Depending on charge mode, mine varies from 12.2 to 15.1 volts. This is all normal, according to the manual and what charging mode it is in. I've seen it dip to 12.1 while cruising, but then it jumps back up to 12.2. I've also seen it hit 15.2 (when cold) for a few seconds, and then back down to 15.1. Mine is the diesel with the AGM battery.


----------



## ChevyGuy (Dec 13, 2014)

According to this chart if you're at 12.6V or below on a AGM, you're at 75% capacity, or 25% discharged.

If you were cruising along at 12.2 and pulled over and stopped, the re-start could be interesting.

There's only two reasons I can think of for it to be that low. The computer might have turned off the alternator for acceleration and forgot to turn it back on, or the battery current sensor is showing a high charge current.

If it was me, I think I'd set up Torque Pro with graphing and monitor some things to see if I could see a pattern.


----------



## jblackburn (Apr 14, 2012)

I can confirm that a Cruze can still start at voltages THIS low...

Course, you could probably start this motor with a pull-string were one attached 










If it drops to 12.2 while driving, you might indeed have a battery cable issue. My car seems to like to keep my new AGM battery "charged" to 12.5-12.6V.


----------



## NickD (Dec 10, 2011)

Don't agree with that huge voltage variation. Get yourself a digital voltmeter like this one, 12 bucks on ebay or one equivalent, you want a 200 millivolt range.

Pro Digital Voltmeter Ammeter Ohmmeter Multimeter Volt Tester Meter MS8233B Le | eBay

With the engine at idle, blower at max, head lamps on, 200 mv DC range, touch one probe directly to the negative battery terminal, not the cable clamp. Other to where its grounded next to the radiator. Should read less than 10 millivolts. I was reading 2.1 volts on mine with this problem. Do the same for the positive battery terminal to that aluminum plate.

Typically all these parts are the same, taking my old negative battery apart, namely the clamp end, very poor point contact connection in there. New cable with the same test, instead of dropping 2.1 volts, dropped down to 0.0047 volts or 4.7 mv. My positive clamp was good at 6.4 mv.


All that reving and so forth that jblackburn did, under various loads, held constant at 14.7V on the DIC. When the temperature was like -30*F before this problem occurred, was reading around 15.1V, normal, the colder it gets, the higher the charging voltage needs to be.

At 105*F, will drop and hold at the 13.5 volt range, so-called negative temperature coefficient of a battery.

Reason why mine was dropping well below this range, that extra 2.1 volts added to the voltage regulator setting, kicking the alternator into overvoltage mode where it will completely shut off. And the DIC was not constant, always varying between, 12.6 volts and 15.5V.

On checking the state of charge of the battery, was low at 12.4 volts, even under no load with the bad cable, that after running the engine for awhile, then shutting it off, read 12.9 volts at 70*F, now its fully charge. That low charge leads to sulfation, more problems.


----------



## au201 (May 18, 2013)

Decided to graph the battery voltage on my phone app with an OBD2 dongle on my 40 minute drive...min value was 13.5V, max 14.4. And yes, I had floored it a few times in this drive. Doesn't seem to change the voltage when I do. For most of this, the blower and headlights were off. I did turn the A/C on full blast for a minute...no change in voltage. It was 14.4 at that time. Very interesting stuff.


----------



## ChevyGuy (Dec 13, 2014)

au201 said:


> min value was 13.5V, max 14.4.


Between 13.0 and 15.5, I wouldn't worry about the voltage. It may vary depending on underhood temperature and charge state of the battery. If possible, graph the battery current as well. That may tell the story.


----------



## NickD (Dec 10, 2011)

Early automotive systems did use current as an indication of the state of charge of a battery. Used a zero center ammeter when the meter switched to the right with a + sign, battery was charging, meter was located in series with one of the battery leads. Or to the left, -, was discharging. With 6 volt systems, and a brush type generator, discharging was quite common at idle.

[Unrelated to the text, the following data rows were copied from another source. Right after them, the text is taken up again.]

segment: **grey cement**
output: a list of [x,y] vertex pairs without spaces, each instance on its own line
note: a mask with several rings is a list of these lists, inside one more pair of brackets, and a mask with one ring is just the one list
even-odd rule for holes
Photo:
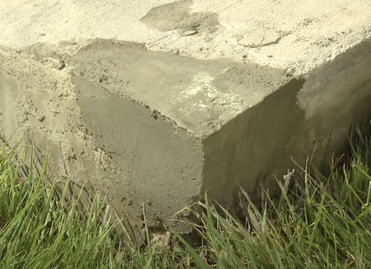
[[207,190],[238,212],[239,184],[276,192],[292,158],[317,145],[322,163],[371,112],[367,1],[105,2],[5,4],[0,120],[139,230],[143,203],[188,231],[170,220]]

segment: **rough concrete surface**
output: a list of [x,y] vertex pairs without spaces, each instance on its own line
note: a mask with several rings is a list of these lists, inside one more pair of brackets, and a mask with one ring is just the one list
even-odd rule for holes
[[6,134],[51,148],[52,171],[107,193],[121,216],[139,221],[143,202],[152,227],[177,225],[207,190],[237,211],[239,184],[274,192],[291,157],[302,163],[331,131],[341,147],[371,112],[367,0],[1,8]]

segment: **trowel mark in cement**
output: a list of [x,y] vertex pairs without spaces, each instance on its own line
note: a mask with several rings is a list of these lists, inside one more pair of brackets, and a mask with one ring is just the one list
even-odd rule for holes
[[166,32],[178,30],[182,35],[198,32],[212,33],[220,25],[217,14],[212,12],[191,13],[190,0],[175,1],[151,9],[140,19],[148,27]]

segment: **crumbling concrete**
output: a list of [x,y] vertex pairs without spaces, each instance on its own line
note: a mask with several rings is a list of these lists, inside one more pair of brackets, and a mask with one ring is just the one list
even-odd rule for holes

The way you knew your battery was fully charge is to drive at above 1,500 rpm, and the needle was at zero. If you had problems starting your vehicle draining the battery, that needle would swing as far to the right as it could because the battery required to be recharged. But once charge, meter would center, switching on the head lamps, didn't make any difference, the output of the generator had to increase, but as long as the battery was fully charged, that needle would stay at zero.

This switch later on, memory is shot, can't recall the year to monitor just the voltage. In a sense, an assumption as long as the voltage was there, the battery was fully charged. But with several complete discharges, the capacity of the battery would greatly decrease, least the current indicated whether the battery could take a charge okay. Technically, you need both current and voltage to know the condition of the battery. 

But batteries can be tested for this by external means.

With charging voltages, this varies considerable with temperature and not any temperature, but the actual temperature of the battery. Vehicles of the 60's were very strong on this issue, the voltage regulator with temperature compensation to precisely match that of the battery, was mounted very close to the battery. Not only ambient temperature, but underhood temperature as well. 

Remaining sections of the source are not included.